De outro lado, este pagamento constitui um risco para os novos concessionários, uma vez que o valor da tarifa de atacado é, em geral, fixado sem critérios técnicos. Veja-se o exemplo da SABESP (Companhia de Saneamento Básico do Estado de São Paulo), cujas tarifas de água de atacado para prestadores municipais, frequentemente não cabe nas tarifas de público, gerando dívidas que já exigiram a entrega do serviço para a própria SABESP. Haveria o risco disso se repetir em relação aos novos concessionários no Rio de Janeiro?
Regulação
Evidente que a resposta a esta pergunta está na integridade da regulação, ou seja, na sua atuação técnica para fixar e revisar o valor das tarifas. Este exemplo deixa claro que, para entender os riscos de uma licitação em saneamento, não basta ler o edital ou a minuta de contrato, mas cumpre também conhecer quem será o regulador e os critérios que ele irá adotar, pois estes serão os responsáveis por assegurar que o contrato será de fato cumprido.
O critério de julgamento da licitação será o de “maior outorga”, de modo que vencerá a licitação quem pagar mais pelo direito de explorar os serviços – o mesmo critério utilizado recentemente na licitação de saneamento básico na Região Metropolitana de Maceió/AL. Como se verifica, a modicidade tarifária não tem sido a prioridade – caso em que teria sido adotado o critério de licitação de “menor valor da tarifa” proposto.
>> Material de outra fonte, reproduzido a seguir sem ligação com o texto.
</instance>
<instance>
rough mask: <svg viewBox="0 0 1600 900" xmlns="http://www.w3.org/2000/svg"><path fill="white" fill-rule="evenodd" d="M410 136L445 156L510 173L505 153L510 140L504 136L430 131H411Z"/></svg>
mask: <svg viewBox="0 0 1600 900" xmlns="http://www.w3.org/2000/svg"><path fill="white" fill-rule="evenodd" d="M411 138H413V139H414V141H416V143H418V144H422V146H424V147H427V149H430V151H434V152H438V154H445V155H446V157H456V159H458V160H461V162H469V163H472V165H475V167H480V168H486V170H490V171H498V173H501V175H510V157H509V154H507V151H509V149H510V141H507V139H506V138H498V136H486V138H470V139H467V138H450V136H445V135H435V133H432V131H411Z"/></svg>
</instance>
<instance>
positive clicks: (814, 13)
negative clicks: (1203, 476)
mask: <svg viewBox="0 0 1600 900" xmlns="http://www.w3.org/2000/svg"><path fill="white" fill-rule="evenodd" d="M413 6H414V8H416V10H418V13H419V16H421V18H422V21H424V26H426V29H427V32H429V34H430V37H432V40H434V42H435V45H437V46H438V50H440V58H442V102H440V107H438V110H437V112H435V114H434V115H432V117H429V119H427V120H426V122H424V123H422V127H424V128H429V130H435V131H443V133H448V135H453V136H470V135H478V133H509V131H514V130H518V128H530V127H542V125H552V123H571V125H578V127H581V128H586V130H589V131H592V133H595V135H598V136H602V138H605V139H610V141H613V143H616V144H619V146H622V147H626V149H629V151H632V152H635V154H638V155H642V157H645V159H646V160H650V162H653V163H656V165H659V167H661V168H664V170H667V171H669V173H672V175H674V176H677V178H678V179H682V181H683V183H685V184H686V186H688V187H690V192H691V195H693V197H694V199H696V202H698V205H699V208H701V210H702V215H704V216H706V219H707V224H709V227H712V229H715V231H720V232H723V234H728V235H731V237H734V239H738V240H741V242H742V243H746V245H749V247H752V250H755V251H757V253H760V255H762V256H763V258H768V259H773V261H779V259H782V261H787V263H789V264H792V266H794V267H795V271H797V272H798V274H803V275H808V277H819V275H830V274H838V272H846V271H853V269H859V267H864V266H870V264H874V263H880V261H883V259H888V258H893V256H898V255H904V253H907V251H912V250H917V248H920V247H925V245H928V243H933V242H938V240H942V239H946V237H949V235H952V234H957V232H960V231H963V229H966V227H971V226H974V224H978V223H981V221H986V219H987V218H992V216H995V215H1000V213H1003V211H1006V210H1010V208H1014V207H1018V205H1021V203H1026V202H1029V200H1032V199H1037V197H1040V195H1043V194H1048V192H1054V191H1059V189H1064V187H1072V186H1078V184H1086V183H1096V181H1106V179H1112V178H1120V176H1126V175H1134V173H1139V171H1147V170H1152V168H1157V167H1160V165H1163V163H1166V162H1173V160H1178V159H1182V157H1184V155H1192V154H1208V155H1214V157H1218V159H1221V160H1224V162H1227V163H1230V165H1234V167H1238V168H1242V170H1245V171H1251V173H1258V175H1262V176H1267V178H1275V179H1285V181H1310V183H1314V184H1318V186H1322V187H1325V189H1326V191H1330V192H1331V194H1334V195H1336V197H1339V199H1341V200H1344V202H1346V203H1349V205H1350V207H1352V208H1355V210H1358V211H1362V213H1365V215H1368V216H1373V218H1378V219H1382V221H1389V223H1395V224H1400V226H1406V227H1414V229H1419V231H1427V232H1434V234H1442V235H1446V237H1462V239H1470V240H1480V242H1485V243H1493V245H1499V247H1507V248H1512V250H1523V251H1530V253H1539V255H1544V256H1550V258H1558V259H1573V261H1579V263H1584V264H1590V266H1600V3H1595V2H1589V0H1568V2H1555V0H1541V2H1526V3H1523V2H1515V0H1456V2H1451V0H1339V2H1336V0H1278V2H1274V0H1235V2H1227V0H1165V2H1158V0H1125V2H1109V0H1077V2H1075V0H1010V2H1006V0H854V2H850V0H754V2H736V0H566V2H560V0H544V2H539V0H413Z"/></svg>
Porém, por outro lado, estão previstos investimentos de mais de R$ 30 bilhões, sendo R$ 12 bilhões nos primeiros cinco anos da concessão. O resultado esperado é a universalização do acesso aos serviços até o final de 2033.
Eis, em atualização, o desenho do maior projeto de saneamento básico no país, quatro anos e meio depois de nossa primeira análise. Oxalá que, finalmente, saia do papel.